Correlation between mitochondrial α-synuclein and complex I activity in PD subjects. Distribution of complex I activities in the mitochondria of substantia nigra (A) and cerebellum (B) from PD and control subjects. Scatter plots of mitochondrial α-synuclein levels versus complex I activity in substantia nigra of PD subjects (C) and scatter plots of mitochondrial α-synuclein levels versus complex I activity in cerebellum (D). Regression analysis was carried out using Origin 7.5 software.

FIGURE 8.

Interaction of α-synuclein with mitochondrial complex I. A, effect of in vitro incubation of mitoplast from substantia nigra of control subject #9 with dilution buffers (a) and varying concentrations of α-synuclein (b).
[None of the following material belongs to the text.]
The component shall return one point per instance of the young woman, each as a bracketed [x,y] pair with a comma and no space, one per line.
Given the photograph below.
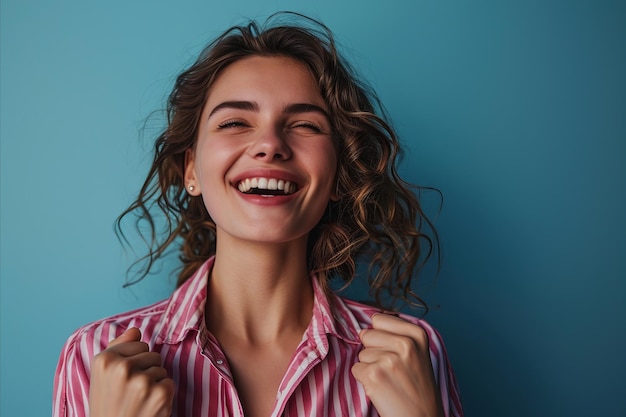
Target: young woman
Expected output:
[276,174]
Effect of α-synuclein (1.5 μg/mg of mitochondrial protein) on the activities of complex II (B), complex III (C), and complex IV (D). Mitochondria from striatum of a normal subject (NS) and a PD subject (PDS), as well as DAN cells expressing α-synuclein constructs were solubilized and run on blue native PAGE. Following the separation, complexes were transferred on polyvinylidene difluoride membranes and stained with antibodies to NDUFA9 (E) and α-synuclein (F). Co-immunoprecipitation of α-synuclein using complex I immunocapture kit (Mitosciences). Immunocaptured mitochondrial complexes I (4 μg) from striatum of PD and normal subjects as well as DAN cells expressing α-synuclein constructs were resolved on 14% SDS-PAGE and subjected to Western immunoblot using antibodies to α-synuclein (G) and NDUFA9 (H).